Mar. 16, 2013 @ 09:46 PM
Officials from the Sevier County School System and county government dispute claims by a state education spokeswoman regarding how local tax money is distributed.

Kelli Gauthier, a representative of the Tennessee Department of Education, claims Sevier County government has hurt its own school system by directing the majority of local sales tax revenue toward special tourism zones instead of the schools.

Gauthier was responding to questions about state-mandated technology required in all school districts in 2014 for new assessment testing. The state will grant school districts money for the technology, but local school and county officials believe their school system is not getting a fair share. The district is slated to receive $373,893, but school officials estimate the total cost to be around $3.6 million.

Gauthier said most of the revenue the county generates in sales tax "goes into paying off the bonds of that (tourism) industry, whereas in most counties, about half of the sales tax revenue goes to the schools. Because their fiscal capacity is larger, that decreases their state share of money, which should be made up by sales tax as it is in most districts, but in this case it's not.”

Sevier County Mayor Larry Waters said Gauthier's claims about where the county's sales tax revenue goes and how much the school system receives are inaccurate. He said half of the county's sales tax revenue does indeed go to the school system, by state law. Waters also said the County Commission never voted to direct money away from schools and into a Tourism Development Zone (TDZ).

He said Gauthier is referring to legislation allowing Pigeon Forge to set up a TDZ and Sevierville to create a Central Business Improvement District (CBID). Sales tax revenue generated from new businesses in those cities’ special districts goes back into the cost for infrastructure improvements, not the school system.

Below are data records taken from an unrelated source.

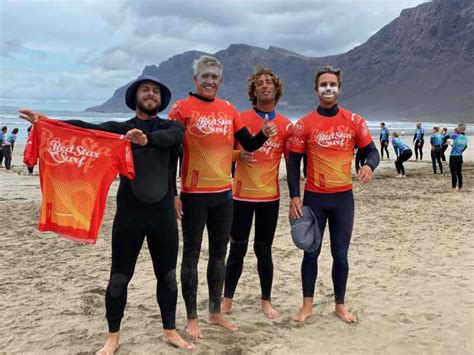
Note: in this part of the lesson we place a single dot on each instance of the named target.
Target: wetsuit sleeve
(294, 163)
(109, 126)
(369, 155)
(395, 147)
(171, 136)
(247, 141)
(235, 155)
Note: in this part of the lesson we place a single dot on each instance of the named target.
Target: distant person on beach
(2, 138)
(458, 143)
(327, 136)
(256, 190)
(419, 140)
(211, 125)
(8, 145)
(402, 152)
(384, 139)
(445, 137)
(436, 142)
(30, 168)
(144, 206)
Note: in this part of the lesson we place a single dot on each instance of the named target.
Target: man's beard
(149, 111)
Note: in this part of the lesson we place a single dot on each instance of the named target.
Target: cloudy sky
(69, 55)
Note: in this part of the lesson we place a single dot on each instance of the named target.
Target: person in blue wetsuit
(458, 146)
(445, 136)
(436, 141)
(403, 153)
(384, 139)
(419, 140)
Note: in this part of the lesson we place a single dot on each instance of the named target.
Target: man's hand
(178, 207)
(247, 158)
(296, 207)
(30, 116)
(269, 129)
(137, 136)
(365, 174)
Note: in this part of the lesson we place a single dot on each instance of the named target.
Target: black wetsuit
(214, 210)
(145, 209)
(335, 208)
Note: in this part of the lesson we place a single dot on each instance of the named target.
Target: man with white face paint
(206, 192)
(327, 136)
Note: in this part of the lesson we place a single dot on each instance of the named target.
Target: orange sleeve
(235, 155)
(363, 136)
(238, 122)
(298, 137)
(175, 113)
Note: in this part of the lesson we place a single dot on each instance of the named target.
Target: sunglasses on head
(329, 69)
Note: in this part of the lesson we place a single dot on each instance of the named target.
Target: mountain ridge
(417, 67)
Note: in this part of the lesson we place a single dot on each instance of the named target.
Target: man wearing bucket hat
(327, 136)
(144, 205)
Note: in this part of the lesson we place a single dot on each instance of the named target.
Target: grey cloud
(8, 45)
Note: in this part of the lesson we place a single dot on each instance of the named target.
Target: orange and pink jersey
(77, 167)
(329, 145)
(208, 142)
(260, 183)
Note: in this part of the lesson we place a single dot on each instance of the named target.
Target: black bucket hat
(131, 93)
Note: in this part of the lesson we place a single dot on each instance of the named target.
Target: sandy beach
(411, 279)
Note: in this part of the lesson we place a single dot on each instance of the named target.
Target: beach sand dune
(411, 280)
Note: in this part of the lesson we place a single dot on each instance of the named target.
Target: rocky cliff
(418, 67)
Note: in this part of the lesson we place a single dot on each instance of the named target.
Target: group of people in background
(7, 144)
(440, 140)
(206, 127)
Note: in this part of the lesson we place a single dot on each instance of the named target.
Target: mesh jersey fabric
(77, 167)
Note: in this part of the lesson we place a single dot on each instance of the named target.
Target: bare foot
(268, 310)
(219, 319)
(226, 305)
(193, 330)
(305, 311)
(111, 345)
(344, 314)
(171, 336)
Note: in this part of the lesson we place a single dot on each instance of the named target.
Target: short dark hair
(331, 70)
(252, 83)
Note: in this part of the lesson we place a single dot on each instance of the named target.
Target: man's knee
(118, 284)
(169, 280)
(238, 250)
(262, 251)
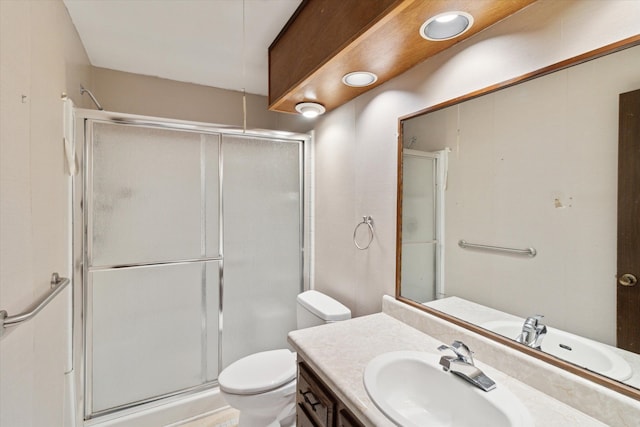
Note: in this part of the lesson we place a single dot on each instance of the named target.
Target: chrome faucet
(533, 332)
(462, 365)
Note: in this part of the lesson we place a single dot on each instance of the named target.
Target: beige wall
(40, 58)
(355, 145)
(152, 96)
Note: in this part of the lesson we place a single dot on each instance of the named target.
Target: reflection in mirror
(531, 165)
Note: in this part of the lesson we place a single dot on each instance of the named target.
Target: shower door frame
(81, 238)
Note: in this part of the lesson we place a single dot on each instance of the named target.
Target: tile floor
(225, 418)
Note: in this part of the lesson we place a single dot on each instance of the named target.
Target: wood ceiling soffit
(326, 39)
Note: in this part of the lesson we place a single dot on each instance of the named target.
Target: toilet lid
(259, 372)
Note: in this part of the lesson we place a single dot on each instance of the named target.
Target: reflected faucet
(533, 332)
(462, 365)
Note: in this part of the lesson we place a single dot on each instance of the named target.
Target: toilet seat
(259, 372)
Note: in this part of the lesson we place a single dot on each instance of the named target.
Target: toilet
(262, 386)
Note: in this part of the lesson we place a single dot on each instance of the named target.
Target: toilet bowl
(262, 386)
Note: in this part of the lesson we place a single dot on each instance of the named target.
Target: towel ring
(368, 221)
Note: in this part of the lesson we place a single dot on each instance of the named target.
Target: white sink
(580, 351)
(412, 390)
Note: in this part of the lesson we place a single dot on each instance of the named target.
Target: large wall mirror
(508, 211)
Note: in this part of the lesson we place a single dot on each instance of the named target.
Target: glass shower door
(262, 199)
(153, 264)
(419, 231)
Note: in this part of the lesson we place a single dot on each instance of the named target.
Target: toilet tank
(315, 308)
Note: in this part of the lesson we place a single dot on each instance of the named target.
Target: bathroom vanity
(317, 406)
(333, 358)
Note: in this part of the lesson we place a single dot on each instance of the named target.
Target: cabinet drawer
(314, 399)
(346, 419)
(302, 419)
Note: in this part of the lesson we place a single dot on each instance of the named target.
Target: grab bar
(57, 285)
(528, 251)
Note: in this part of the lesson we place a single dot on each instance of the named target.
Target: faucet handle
(460, 349)
(535, 319)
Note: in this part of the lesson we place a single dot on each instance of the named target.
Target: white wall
(40, 57)
(356, 144)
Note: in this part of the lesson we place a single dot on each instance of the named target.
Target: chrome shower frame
(81, 239)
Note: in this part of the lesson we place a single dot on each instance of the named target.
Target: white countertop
(339, 353)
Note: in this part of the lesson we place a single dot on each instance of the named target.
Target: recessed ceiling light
(310, 109)
(445, 26)
(359, 79)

“That's what she's referring to, but the county and school system has nothing to do with that,” Waters said. “Those were the cities’ decisions. It wasn't voted on by citizens or the county.”

Karen King, Sevier schools director of finance, said TDZs are common in cities. Memphis, Nashville, Knoxville and Chattanooga all have them, King said, but they usually are created for one project. Pigeon Forge's TDZ geographically encompasses almost all of the city, and Sevierville’s CBID is also expansive, stretching north from downtown along Winfield Dunn Parkway into Kodak.

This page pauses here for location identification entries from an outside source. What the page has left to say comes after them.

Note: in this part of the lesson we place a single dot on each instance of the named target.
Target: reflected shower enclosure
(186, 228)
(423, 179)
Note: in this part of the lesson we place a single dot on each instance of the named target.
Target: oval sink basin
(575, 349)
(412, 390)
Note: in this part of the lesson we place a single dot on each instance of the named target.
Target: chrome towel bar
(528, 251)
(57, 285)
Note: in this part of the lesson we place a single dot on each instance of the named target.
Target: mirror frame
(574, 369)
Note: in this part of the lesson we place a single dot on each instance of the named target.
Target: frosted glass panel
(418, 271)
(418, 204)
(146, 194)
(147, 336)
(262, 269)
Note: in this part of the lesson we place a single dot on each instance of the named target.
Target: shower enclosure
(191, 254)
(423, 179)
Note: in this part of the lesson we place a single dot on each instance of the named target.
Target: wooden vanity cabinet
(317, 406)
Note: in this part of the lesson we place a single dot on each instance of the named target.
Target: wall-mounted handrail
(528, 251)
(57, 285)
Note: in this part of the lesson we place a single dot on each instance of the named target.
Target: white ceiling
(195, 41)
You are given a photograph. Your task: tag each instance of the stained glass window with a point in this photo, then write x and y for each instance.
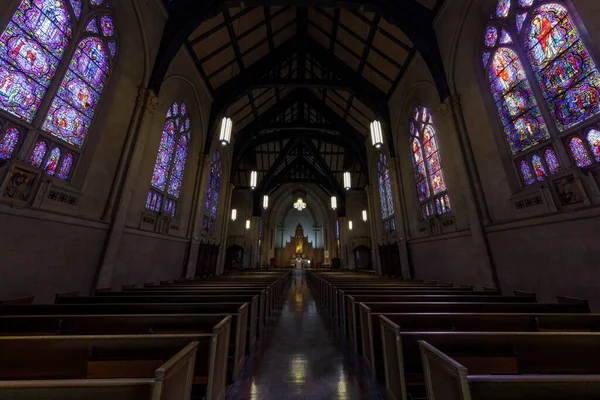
(169, 166)
(579, 152)
(52, 161)
(212, 193)
(593, 139)
(385, 194)
(552, 51)
(9, 142)
(38, 154)
(429, 176)
(31, 48)
(567, 75)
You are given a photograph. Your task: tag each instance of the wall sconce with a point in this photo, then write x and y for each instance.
(226, 127)
(376, 134)
(347, 180)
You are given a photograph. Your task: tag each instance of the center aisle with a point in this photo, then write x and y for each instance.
(302, 360)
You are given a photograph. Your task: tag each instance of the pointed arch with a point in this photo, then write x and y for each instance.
(169, 167)
(427, 164)
(212, 193)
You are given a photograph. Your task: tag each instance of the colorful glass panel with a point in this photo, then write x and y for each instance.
(593, 139)
(503, 8)
(107, 25)
(579, 152)
(212, 192)
(552, 161)
(92, 26)
(526, 173)
(519, 112)
(31, 48)
(73, 108)
(38, 154)
(568, 76)
(52, 161)
(9, 142)
(66, 166)
(538, 167)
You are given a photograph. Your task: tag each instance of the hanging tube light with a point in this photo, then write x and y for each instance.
(376, 134)
(226, 127)
(347, 180)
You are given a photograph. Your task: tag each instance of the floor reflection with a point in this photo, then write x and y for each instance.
(302, 360)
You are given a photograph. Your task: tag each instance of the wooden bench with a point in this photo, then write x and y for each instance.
(239, 312)
(533, 349)
(29, 361)
(447, 378)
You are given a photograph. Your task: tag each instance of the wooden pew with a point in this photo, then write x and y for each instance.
(239, 313)
(90, 357)
(171, 381)
(369, 318)
(502, 346)
(482, 377)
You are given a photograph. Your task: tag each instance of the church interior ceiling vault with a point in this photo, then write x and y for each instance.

Because these tourism zones are so large, more sales tax revenue is needed to defray the expanding infrastructure costs, but the state doesn't take that into account when distributing funds.

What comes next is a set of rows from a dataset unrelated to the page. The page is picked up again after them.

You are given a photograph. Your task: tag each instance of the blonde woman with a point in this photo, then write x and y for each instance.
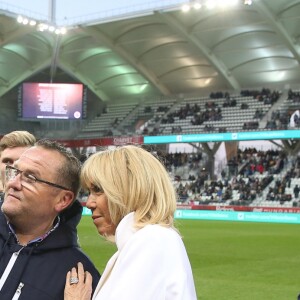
(133, 201)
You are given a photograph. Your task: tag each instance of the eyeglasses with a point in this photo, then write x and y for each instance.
(11, 173)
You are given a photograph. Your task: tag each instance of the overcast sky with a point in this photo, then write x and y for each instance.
(75, 11)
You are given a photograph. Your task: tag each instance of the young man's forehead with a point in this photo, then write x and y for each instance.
(13, 152)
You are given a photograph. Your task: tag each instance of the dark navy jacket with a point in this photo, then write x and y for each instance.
(39, 272)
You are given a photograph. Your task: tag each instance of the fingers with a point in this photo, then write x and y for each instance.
(88, 278)
(68, 278)
(80, 271)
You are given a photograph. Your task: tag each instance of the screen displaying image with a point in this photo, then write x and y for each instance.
(52, 100)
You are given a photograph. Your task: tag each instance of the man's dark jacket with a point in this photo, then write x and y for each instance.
(39, 272)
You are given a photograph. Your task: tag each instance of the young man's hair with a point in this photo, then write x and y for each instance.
(18, 138)
(68, 174)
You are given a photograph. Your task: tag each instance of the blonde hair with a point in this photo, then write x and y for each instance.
(18, 138)
(132, 180)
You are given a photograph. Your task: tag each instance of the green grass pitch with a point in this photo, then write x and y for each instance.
(230, 260)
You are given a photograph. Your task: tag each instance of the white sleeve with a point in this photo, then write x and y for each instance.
(152, 265)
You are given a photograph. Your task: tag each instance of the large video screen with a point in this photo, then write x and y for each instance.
(52, 101)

“When you look at sales tax solely as if the 90,000 people who live here are the only cost, that is totally incorrect,” King said. “There is a service burden that goes along with tourism that other counties do not have. Upkeep of our county is influenced by the fact that we have 125,000 non-resident residents every night.”

The millions of annual tourists generate much of the sales tax revenue in the county, which makes the district's fiscal capacity seem much larger than it really is, King said.

Although Gauthier was incorrect about which entities sent their tax revenues away from schools, some might argue a disproportionate amount of money is going into tourism rather than schools because of the cities’ large tourism zones.

According to King, last year $1.4 million in sales tax revenue from the CBID and TDZ went back into those zones instead of benefiting the school system.

King said the school system does not blame the two cities for what they do.

“No one faults the cities for pursing the legislation to create the CBID and TDZ,” King said. “An oversight in the legislative process caused the local impact on Sevier County Schools to be overlooked. The school system is caught in a perfect drain on funding from both sides.”

Gauthier also said that if the school system doesn't have the technology in place for the assessment test by 2014, it could use the paper-and-pencil option of the test.

King said school officials were not aware of a paper-and-pencil option, adding the school system still intends to work toward getting the requisite technology: approximately 50 computer labs across 27 schools.

“The problem with that (paper and pencil) comment is, why would Sevier County not want to be like the rest of the state?” King said. “Why would our children not want to be able to have the same advantages of technology that other children would? We will work toward getting our children the technology. That's not something we're going to stop.”